The lesson to be drawn from the last three years is that the two sides refuse to relinquish the original sources of the dispute - the Palestinians are unwilling to give Israel unconditional recognition of its right to exist; Israel refuses to abandon its conquest, and it continues to expand the settlements while it negotiates with the Palestinians about a peace settlement.

The violent conflict stems from these obstinate starting positions. As though to offset the grueling experience the Israeli public suffers after each terror attack, the Palestinians provide evidence about the grim results of preventive anti-terror actions and assassinations carried out by Israel. This balance of atrocities does not exempt Israel from its obligation to change the course on which it has deviated since the 1967 Six Day War.

Seen from the historical point of view, the occupation of the territories is a justifiable result of Arab aggression and attacks on the state of Israel. The 1948 Independence War and the 1967 Six Day War expressed the Arab peoples' refusal to recognize the Jewish people's right to establish a sovereign state on a small piece of territory in its historic homeland.

In retrospect, it appears that the use made by the state of Israel of its military success in 1967 has transmogrified, and become a threat to its own existence. Territories which Israel occupied and settled present a demographic threat, a security danger, an economic burden and a diplomatic problem. The effects of the occupation have maddened decision making processes undertaken by the leadership, scrambled public ethics in the country, and distorted values held by a number of constituencies in the state.

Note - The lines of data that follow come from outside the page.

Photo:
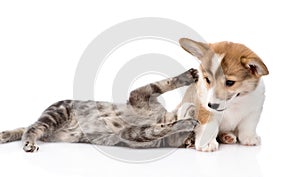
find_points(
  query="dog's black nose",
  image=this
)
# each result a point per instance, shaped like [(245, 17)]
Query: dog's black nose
[(213, 106)]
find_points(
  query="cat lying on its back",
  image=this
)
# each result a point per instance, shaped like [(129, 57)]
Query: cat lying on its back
[(141, 123)]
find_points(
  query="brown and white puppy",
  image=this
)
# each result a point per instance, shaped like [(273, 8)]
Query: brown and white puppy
[(229, 97)]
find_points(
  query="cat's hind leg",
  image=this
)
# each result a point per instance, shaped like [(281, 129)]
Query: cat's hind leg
[(144, 96), (53, 118), (142, 136)]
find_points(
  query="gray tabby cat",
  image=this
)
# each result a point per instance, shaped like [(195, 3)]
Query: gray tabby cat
[(141, 123)]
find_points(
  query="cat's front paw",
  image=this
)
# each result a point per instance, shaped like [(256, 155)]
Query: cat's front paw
[(186, 111), (30, 147), (4, 137), (212, 146), (186, 124), (189, 77)]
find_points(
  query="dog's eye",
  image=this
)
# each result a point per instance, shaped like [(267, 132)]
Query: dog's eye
[(207, 80), (229, 83)]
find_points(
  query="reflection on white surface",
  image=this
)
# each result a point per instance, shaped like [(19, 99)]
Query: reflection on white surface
[(62, 159)]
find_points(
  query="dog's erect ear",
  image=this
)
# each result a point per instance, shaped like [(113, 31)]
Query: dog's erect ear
[(198, 49), (256, 66)]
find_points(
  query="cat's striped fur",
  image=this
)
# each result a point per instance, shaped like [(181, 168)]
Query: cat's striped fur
[(141, 123)]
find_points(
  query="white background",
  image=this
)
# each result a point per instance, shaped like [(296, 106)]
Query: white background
[(41, 43)]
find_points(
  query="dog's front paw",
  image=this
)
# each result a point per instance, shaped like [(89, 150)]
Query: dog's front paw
[(30, 147), (250, 140), (212, 146), (227, 138)]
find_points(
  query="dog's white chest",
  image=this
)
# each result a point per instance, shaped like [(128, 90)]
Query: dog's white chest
[(242, 108)]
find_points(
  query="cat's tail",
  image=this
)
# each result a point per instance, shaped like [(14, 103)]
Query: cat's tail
[(11, 135)]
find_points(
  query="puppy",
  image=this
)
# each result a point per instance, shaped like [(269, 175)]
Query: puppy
[(229, 95)]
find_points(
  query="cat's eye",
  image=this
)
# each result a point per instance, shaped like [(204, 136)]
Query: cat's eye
[(207, 80), (229, 83)]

The occupation is a circumstance which must be brought to an end so as to preserve the state's moral fiber, and its capacity to survive. Should Israel's control in the territories persist, processes that cause the two sides to clash will intensify, and this fighting will eventually exhaust resources needed by both.

The recent decision reached by the government regarding the construction and placement of the separation fence reflects its hasty, imprudent thinking. What was once a legitimate defense measure that emerged as a result of murderous terror attacks like the one in Haifa yesterday, has become a lever for land-grabbing.

The government is wrong to believe that its sophistic explanations will dupe the world, and that the Palestinians will placidly accept the suffering caused by the places chosen for the fence to stand on.

The separation fence is designed to eliminate prospects for a viable Palestinian state. For this reason, settler leaders have accepted it with equanimity. Under the design endorsed by the government, the fence will create a South African reality whose result is easily predicted.
For a time I thought that the separation fence was making the best of a bad bargain - since negotiations were going nowhere, at least build a fence that would give Israelis more physical safety. But with the way that the Sharon government is using the fence to annex further West Bank land, and in particular the way it is being used to cut off Palestinian cities (for example, Kalkilya, which is now surrounded either by a wall or by a fence, and which can only be entered through one entrance, an Israeli checkpoint), I think that it is further driving Israel down a hellish path.